Weight Neutral Healthcare: Cause for a Pause?

Charles Deburau as Pierrot ListeningAre we listening to each other? Not too much, it seems. It’s not even clear that we’re listening to ourselves. Often, we’re too busy making a point. Right now, we’re hearing a lot of people making points about weight neutral healthcare. Dani Donovan, a 30-year-old patient advocate with binge eating disorder recently found a medical office where they take it seriously.

In the waiting room, she found a stack of cards that patients could hand to their provider saying:

“Please don’t weight me unless it’s (really) medically necessary.”

Donovan has often avoided medical appointments because her binge eating disorder makes routine weighing a stressful experience. Using one of these cards, she started a fruitful and empowering conversation with her provider.

Apparently we need cue cards to remind us to listen to one another.

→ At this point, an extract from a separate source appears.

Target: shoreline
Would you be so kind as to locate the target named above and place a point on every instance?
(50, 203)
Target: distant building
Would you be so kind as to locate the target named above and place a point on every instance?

So be it.

New Research: Confusing and Contradictory Messages

A new analysis in Body Image suggests Donovan is not alone in finding conversations about weight neutral healthcare to be a challenge. Shoa Zafir and Natalie Jovanovski examined the discourse in 63 studies of weight inclusive health research. In short, they found a mess:

“The language used in academic literature is creating confusing and contradictory messages about weight and weight-neutral approaches to health (like the HAES® approach).”

They called out three key problems:

– Continued use of stigmatizing labels like obese
– Paradoxical language like flexible restraint
– Focus on individual responsibility and blame

Pointless Arguments

So perhaps we should not be surprised to witness so many pointless arguments about health and weight. Even now, when many people are seemingly done with endlessly trying to lose weight, it’s tough not to wind up arguing about it.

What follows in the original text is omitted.